Hayatımda alabileceğim asla kabuk bağlanamayan bir yara. Stres mi ? Bulutlar kadar uçsuz bucaksız bir boşluk uçuşuyor, yakıyor içten içe. Kanser gibi. Kafama taktığım gereksiz her şey gerçekten çok boşmuş. Normale dönme çabaları. İyileşiyorum...Halam kanser. Eriyor gözümüzün önünde. Sesi kulaklarımdan gitmiyor. Babam en küçükleriydi dolayısıyla ilk onun gitmesi herkesi çok yıprattı. Halamı da. Hiç dikkat etmediler, kendilerini düşünmediler. Hep başkaları memnun olsunda ! Yok öyle bir dünya arkadaşım.
 
Bu ara keşke çok diyorum. Keşke elimden bir şey gelebilse. Rahatlatabilsem acısını. Malesef artık çok geç. Çok konuştum ama ama işte. Dokunabildiğim kadar varım. Kendimi de düşünmem gerekiyor, eriyorum kimseden habersiz. Çok beklenti içine girdim, herkesten çok beklentim olmuştu ? Ama anladım ki bizi iyileştirecek tek kişi yine kendimiz.
 
Deneyimlediğim için yazabiliyorum sizlere. Bakın halam kötü durumda belki de iyileşebilirdi güçlü olabilseydi çok çabalasaydı. Haklı çünkü tutunabileceği pek bir şey yok... Ağlıyordum ki üzerine annem arayıp ayakta durmamız gerekiyor diyene kadar. Sonra telefonda bir kadınla görüştüm. Kan vermiş, doktor kontrolü falan. Çok önce kanseri yenmiş. Çocuklarım için dedi. Eşinden ayrılmış, sonra da eşi vefat etmiş. Çabalıyor, hayat mücadelesine devam ediyor, enerjisi, ses tonu.
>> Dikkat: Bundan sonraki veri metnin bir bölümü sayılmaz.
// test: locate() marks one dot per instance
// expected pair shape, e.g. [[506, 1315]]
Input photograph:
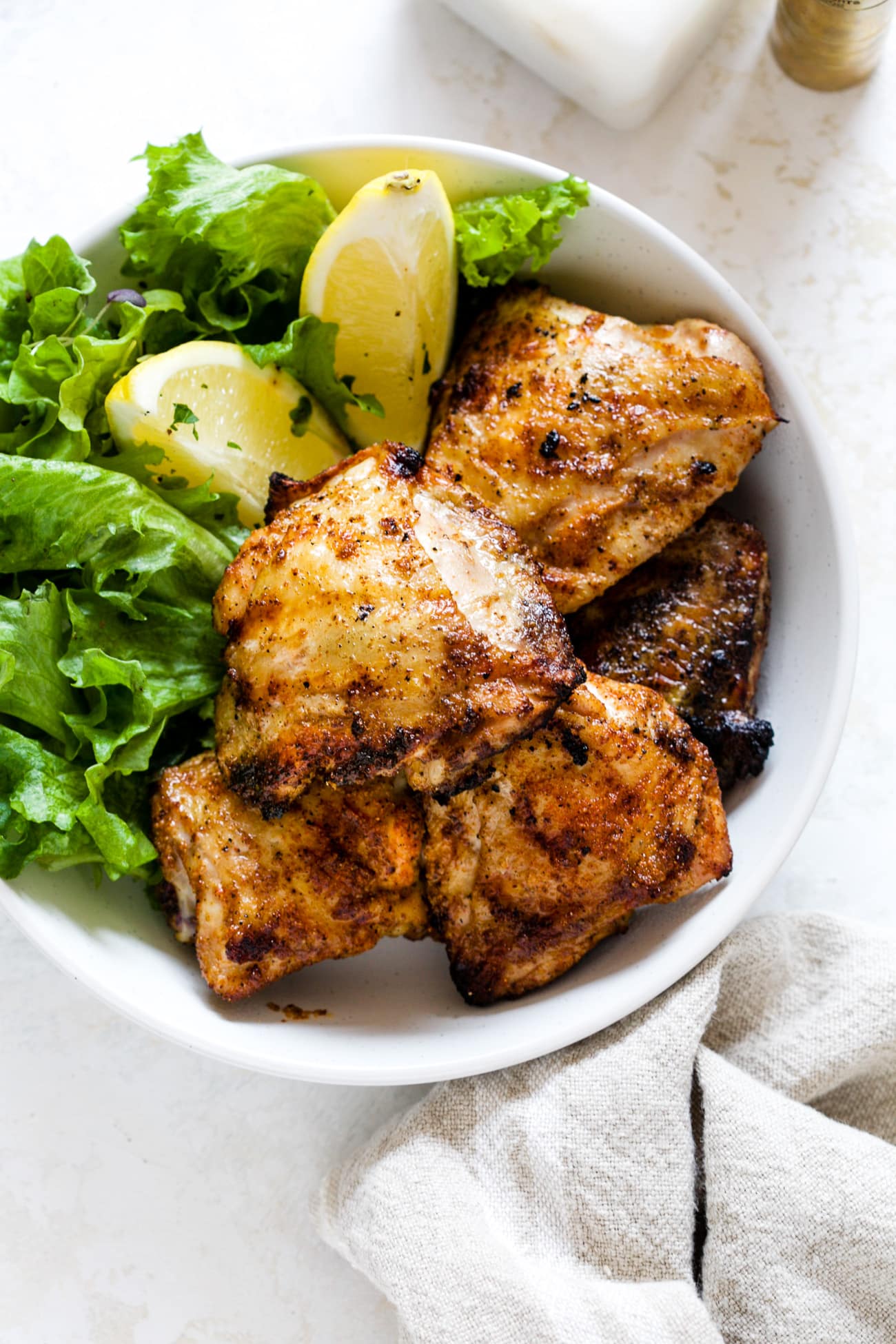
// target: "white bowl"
[[393, 1014]]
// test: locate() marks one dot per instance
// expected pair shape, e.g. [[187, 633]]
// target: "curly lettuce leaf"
[[113, 530], [99, 662], [54, 812], [308, 352], [32, 687], [136, 669], [498, 236], [234, 241], [52, 389]]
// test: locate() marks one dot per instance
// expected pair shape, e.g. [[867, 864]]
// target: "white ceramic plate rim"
[[722, 917]]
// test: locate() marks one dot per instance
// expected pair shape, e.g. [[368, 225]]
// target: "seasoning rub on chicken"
[[613, 806], [383, 620], [329, 879], [595, 438]]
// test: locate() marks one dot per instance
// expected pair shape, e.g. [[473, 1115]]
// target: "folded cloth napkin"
[[716, 1167]]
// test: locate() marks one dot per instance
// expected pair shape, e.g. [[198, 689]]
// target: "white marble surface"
[[152, 1197]]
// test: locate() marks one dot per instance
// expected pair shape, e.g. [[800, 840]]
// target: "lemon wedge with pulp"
[[386, 272], [215, 413]]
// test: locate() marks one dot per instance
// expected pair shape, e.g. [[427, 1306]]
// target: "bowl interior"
[[393, 1014]]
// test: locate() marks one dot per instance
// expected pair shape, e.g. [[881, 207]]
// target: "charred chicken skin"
[[692, 624], [613, 806], [329, 879], [385, 620], [598, 440]]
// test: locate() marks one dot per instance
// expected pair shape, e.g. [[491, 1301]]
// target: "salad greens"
[[498, 236], [108, 653], [233, 241]]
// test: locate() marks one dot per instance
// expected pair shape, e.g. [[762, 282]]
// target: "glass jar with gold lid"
[[831, 43]]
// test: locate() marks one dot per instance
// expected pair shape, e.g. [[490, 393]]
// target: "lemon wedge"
[[215, 413], [386, 272]]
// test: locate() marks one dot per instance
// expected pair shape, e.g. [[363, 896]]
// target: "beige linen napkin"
[[716, 1167]]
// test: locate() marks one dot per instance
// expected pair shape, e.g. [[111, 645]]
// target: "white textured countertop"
[[152, 1197]]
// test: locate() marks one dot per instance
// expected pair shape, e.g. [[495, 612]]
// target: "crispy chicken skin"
[[595, 438], [383, 620], [692, 624], [613, 806], [329, 879]]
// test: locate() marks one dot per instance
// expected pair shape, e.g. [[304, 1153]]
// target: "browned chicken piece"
[[692, 624], [598, 440], [383, 620], [613, 806], [332, 878]]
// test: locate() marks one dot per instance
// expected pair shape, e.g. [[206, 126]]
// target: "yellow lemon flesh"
[[215, 413], [386, 272]]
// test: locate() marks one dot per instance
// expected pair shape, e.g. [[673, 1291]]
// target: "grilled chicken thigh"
[[613, 806], [383, 620], [692, 624], [329, 879], [595, 438]]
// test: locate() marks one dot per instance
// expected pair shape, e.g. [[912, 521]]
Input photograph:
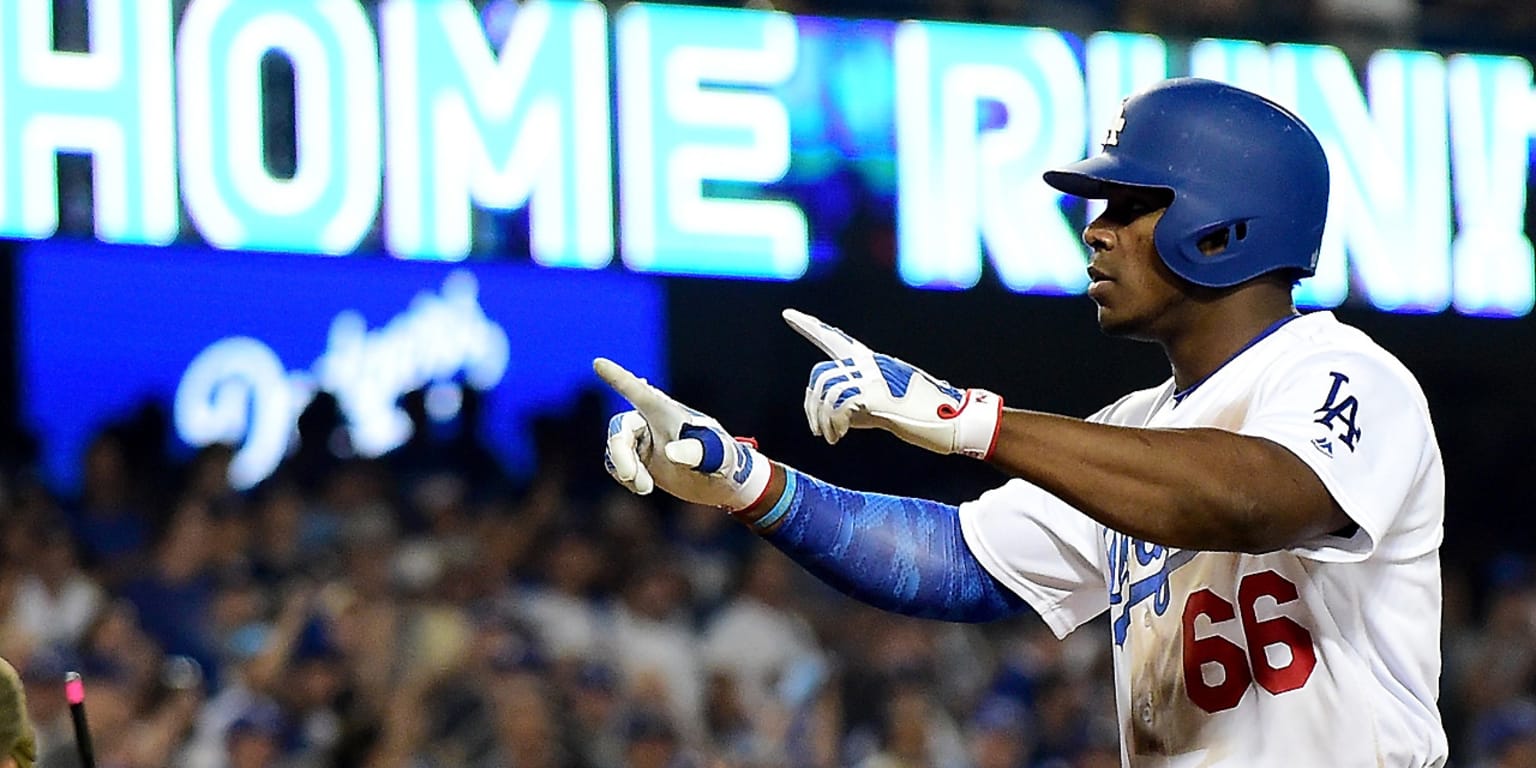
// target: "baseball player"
[[1263, 527]]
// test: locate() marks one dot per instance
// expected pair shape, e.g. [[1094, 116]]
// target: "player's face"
[[1137, 294]]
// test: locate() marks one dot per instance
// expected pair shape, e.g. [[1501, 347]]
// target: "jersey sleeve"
[[1042, 549], [1360, 423]]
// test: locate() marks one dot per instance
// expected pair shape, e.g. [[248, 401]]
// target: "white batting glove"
[[670, 446], [860, 389]]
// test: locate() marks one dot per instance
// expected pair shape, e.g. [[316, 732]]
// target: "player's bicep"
[[1040, 549]]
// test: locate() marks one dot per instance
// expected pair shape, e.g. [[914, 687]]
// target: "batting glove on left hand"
[[670, 446], [860, 387]]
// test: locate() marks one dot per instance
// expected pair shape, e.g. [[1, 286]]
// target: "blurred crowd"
[[429, 610]]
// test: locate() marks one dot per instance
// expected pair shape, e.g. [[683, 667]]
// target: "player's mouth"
[[1099, 283]]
Yogo eğitimi almış. Hayatını zor da olsa devam ettirmek çabası. Güç aldım.
 
Her şeyin başı sağlık diye boşuna demiyorlar. Hayatta önceliğimiz kendimiz olmaya dikkat edelim. Hangi durumla karşılaşırsak karşılaşalım güçlü durmalıyız. Dimdik durmalıyız bükülmeden, her şeye rağmen sessizce gülümseyerek... Basit yaşamalıyız bir defa. Beklentisiz, karşılıksız severek. Tıpkı kedi sever gibi. Kendimize ait adımız ve soyadımız varsa bunun hakkını vererek. Çünkü bu hayat bir sınav olduğu kadar hepimize sunulmuş birer hediye. Misal boş bir kağıt gibi, kalemi bul ve de doldurmaya başla. Hayat kısa, akıyor.
 
Son olarak, diğer her şey de içimizde gizli kalsın. Gizem stressiz biz hazine deposudur. Sadece sahibinin bildiği... 
 
Saygılarımla.
Fatoş...
 
 
Toplam blog
: 6
: 184
Kayıt tarihi
: 04.07.14
 
 

Yalnızlığı seven, çok okuyan, araştırmacı, meraklı, kitap ve kahve tutkunuyum, doğa ile huzur bul..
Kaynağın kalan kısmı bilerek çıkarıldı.